Beyond the five questions to ask a "social media expert"

I recently read a post by Jim Storer, entitled Five Questions to Ask a Social Media Expert which identified five questions you would want to ask of a so-called socail media expert before engaging them to help you with your strategy, or I supposed before hiring them to work for your company.

The five questions were:

  1. Do you have a blog?
  2. How many comments do you average per blog post?
  3. Have you ever managed a community?
  4. When did you get started in community/social media?
  5. Should I have a blog?

Commenters then added even seven more, including:

  1. Why are you positioning yourself as only knowing one facet of business/communications? (from Jennifer Leggio via Twitter)
  2. How long have you been on Twitter and how do you use it? If they say to sell things, then don’t talk to them further. (from Jason Peck)
  3. Who have you worked with in the past? Were they successful? (from Sean Bohan)
  4. Do you have an “war stories” from your past clients? (from Sean Bohan)
  5. What tools do you use regularly? (from Alex Jones)
  6. What tools have you seen or used that didn’t quite make it and why do you think it happened? (from Alex Jones)
  7. What are the top 5 social sites you would say are essential to know about in social media? (from Eric Mertz via Twitter)

While I think these are all interesting questions, I’m not sure I understand why the information request for social media should be any different than for any other type of consulting or advisory type engagement, albeit with some slightly different twists for this specific subject.

If taking this approach, then the questions I would ask expect to be asked would include:

  • Who are you? Why do you feel you are uniquely qualified to be helping us to address this issue?
  • Why should we be considering the use of social media?
  • What is the breadth of your capabilities and experiences?
  • Specifically, in which area(s) of social media is your expertise? (e.g., SEO, community development, community management, vendor selection, strategy, business case development, feasibility analysis, assessment, design, implementation, measurement and monitoring, business intelligence, systems integration, marketing, online marketing, operations and use of business intelligence in operations, enterprise applications, etc…)
  • Where have you done this before?
  • What was the impact?
  • What is the extent of your network to bring additional resources to bear?
  • Do you have access to peer benchmarking data?
  • What do you expect to achieve?
  • What is your point of view on the areas in which you have demonstrated experiences and success?
  • What reports/thought leadership have you published? What was your point of view, what positions did you support or refute? How did you support your research?
  • What is your availability?
  • Are you the same people that will be delivering the work or are you just a customer service/account management person?
  • Are you part of a team and if so who is that team comprised of?
  • In which industries and sectors have you applied your services?
  • Fees, Rates, hours, etc…?

I think all of the personal stuff asked above about your activity on the web is interesting fodder for conversations, but it is secondary to the services you’ve already delivered and your actual experiences. Even more important is understanding and describing the impact your services have had, because that shows that you are vested in their success.

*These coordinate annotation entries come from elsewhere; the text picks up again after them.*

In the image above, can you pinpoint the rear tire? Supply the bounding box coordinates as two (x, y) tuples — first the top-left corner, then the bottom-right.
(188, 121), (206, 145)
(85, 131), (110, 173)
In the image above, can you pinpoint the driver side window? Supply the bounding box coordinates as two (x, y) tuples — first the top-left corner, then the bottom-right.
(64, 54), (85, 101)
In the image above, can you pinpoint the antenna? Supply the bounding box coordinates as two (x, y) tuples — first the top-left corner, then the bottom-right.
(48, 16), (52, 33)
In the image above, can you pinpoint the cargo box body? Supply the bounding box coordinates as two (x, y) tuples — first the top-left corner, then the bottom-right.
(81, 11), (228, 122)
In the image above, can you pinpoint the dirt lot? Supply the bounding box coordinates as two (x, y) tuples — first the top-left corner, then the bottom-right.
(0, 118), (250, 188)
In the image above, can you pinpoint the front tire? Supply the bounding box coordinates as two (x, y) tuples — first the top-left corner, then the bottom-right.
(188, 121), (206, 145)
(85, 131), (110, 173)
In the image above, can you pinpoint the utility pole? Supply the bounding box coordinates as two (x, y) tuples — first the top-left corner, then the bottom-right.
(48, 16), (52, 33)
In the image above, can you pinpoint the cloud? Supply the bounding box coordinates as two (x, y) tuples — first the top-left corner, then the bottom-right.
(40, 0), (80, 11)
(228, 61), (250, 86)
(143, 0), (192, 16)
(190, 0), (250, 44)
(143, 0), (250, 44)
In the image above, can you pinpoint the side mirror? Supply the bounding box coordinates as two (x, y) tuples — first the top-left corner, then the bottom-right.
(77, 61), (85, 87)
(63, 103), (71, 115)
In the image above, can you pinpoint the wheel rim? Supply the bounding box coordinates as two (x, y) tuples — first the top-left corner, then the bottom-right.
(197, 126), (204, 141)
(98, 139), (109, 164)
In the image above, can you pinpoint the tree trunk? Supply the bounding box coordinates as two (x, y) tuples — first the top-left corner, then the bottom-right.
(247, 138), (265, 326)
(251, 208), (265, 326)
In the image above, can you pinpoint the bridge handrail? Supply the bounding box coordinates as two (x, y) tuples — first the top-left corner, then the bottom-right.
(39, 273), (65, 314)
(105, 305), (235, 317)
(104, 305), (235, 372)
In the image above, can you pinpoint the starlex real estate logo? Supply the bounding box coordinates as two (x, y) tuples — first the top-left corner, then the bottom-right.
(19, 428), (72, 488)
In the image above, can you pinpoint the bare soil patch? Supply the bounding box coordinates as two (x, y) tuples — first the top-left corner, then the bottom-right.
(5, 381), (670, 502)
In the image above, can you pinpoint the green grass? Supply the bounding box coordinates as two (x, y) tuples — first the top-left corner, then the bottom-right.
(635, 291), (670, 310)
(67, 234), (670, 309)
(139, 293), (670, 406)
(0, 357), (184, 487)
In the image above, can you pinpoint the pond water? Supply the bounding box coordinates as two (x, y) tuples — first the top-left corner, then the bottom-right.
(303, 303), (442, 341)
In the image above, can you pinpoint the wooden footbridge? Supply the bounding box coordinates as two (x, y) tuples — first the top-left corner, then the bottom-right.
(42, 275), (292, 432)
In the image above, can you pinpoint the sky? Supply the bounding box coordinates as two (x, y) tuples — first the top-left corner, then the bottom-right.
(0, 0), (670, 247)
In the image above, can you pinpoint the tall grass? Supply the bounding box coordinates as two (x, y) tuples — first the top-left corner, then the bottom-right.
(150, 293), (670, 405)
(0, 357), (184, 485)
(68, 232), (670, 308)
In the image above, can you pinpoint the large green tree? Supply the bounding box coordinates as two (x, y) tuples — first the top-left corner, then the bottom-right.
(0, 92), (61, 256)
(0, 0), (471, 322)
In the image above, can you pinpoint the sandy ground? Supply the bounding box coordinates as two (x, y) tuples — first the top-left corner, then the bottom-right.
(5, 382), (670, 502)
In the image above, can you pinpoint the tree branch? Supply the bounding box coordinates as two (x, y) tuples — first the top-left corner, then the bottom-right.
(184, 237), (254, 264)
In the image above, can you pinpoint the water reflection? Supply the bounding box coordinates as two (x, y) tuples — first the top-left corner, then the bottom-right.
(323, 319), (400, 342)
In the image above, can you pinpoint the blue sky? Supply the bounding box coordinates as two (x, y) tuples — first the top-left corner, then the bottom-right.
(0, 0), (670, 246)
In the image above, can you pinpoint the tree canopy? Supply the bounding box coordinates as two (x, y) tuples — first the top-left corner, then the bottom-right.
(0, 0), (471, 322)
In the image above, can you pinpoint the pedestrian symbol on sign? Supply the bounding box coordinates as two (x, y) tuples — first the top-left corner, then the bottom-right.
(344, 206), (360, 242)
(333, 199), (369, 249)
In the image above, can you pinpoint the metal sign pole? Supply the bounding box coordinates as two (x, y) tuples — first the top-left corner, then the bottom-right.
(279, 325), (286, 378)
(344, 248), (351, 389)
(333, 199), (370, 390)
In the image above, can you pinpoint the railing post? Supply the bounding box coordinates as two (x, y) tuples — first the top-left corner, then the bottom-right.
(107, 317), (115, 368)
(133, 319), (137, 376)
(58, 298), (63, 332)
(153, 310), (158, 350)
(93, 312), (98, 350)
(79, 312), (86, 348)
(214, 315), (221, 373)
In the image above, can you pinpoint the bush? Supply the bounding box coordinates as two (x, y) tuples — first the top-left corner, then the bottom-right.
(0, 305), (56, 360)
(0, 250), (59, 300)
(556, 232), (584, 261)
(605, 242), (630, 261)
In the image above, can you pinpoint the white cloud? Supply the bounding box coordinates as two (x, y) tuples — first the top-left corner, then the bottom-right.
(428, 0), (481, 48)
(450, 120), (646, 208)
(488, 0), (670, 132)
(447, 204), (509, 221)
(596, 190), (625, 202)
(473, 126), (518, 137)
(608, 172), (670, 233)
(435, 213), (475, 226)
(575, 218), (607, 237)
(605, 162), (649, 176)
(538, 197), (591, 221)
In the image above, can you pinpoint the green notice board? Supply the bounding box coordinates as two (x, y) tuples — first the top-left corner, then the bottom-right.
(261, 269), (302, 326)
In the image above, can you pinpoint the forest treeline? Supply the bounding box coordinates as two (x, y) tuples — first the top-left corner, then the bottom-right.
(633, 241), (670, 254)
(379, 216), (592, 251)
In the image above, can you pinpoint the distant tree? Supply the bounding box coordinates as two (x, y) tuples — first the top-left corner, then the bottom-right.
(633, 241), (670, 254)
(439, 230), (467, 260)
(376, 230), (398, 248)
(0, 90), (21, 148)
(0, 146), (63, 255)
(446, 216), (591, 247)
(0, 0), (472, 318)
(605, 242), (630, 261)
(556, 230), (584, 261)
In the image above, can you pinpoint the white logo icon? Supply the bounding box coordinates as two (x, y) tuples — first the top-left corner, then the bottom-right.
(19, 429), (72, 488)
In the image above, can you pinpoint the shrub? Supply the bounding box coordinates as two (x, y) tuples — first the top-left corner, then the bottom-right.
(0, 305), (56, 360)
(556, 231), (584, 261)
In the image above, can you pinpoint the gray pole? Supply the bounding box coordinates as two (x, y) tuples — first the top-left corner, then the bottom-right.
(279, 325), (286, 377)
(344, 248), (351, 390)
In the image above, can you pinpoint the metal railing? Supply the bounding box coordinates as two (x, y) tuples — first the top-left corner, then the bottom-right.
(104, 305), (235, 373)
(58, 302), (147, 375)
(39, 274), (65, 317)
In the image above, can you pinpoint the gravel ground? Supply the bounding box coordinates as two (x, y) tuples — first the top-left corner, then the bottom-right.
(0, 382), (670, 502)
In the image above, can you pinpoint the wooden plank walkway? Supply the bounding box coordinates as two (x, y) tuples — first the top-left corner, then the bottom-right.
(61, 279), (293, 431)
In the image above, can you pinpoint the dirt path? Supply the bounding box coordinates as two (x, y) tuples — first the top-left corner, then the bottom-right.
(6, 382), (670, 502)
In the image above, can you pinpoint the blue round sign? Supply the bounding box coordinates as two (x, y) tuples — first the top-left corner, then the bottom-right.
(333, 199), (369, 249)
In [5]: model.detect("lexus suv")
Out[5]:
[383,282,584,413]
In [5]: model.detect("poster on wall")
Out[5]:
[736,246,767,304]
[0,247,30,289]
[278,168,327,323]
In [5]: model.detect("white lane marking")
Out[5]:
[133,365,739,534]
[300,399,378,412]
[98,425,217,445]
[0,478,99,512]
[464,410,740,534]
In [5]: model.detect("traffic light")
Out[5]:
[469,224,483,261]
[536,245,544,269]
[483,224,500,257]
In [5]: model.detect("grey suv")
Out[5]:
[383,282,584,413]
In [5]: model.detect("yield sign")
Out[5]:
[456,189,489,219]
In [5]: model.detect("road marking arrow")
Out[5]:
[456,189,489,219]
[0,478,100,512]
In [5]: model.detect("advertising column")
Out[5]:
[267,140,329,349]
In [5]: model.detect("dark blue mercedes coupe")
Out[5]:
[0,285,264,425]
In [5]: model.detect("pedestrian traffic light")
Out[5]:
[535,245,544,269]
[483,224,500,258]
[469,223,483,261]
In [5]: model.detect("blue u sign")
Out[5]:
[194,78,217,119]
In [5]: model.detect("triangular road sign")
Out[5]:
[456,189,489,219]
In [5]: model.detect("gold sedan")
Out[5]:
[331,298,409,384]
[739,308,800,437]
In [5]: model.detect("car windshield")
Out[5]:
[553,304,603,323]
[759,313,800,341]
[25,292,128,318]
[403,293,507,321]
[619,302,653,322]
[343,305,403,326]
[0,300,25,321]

In short, where you have done the same or similar work before and what was the result?

Perhaps it’s because this space is still so new and so many folks don’t have actual experiences that they need to rely on a more general description of awareness of social media – and by definition, that means that you aren’t an expert, you may be a knowledgeable enthusiast, but you are not an expert.

I am an expert in exercise physiology and endurance training, and I am an expert in business strategy and strategic communications and I can provide solid and compelling responses to the questions above in those areas to support that. I can have a targeted conversations backed up with analytical reasoning and quantitative support around those issues – it goes far beyond cocktail conversations and enticing rhetoric.

As a part of business strategy and communications, I have had numerous conversations with organizations on how to begin to incorporate social media into their overall strategy, but I do not consider myself to be an expert – I invite the experts into the conversation – the right ones for the right conversations, for example, how many reading this actually know what to do with the information that they collect in an online community? How to set up systems so that the information is incorporated into an overall business intelligence strategy? How to systemetize this into the organization’s current Oracle or SAP implementations? How to build in specific security and identify management plans to ensure the integrity of the system?

Individually, you don’t have to be an expert in all of these areas but in today’s business discussions, I find it increasingly apparent that you need to “bring” experts to the table in more of, if not all of, these areas when you are talking about social media and business. That means that I’ll bring a community management expert into the discussion if that’s the issue we want to address, or I’ll bring a network analysis expert to the table of that’s where the conversation goes. But I’ll bring the experts, not just the enthusiastic participants.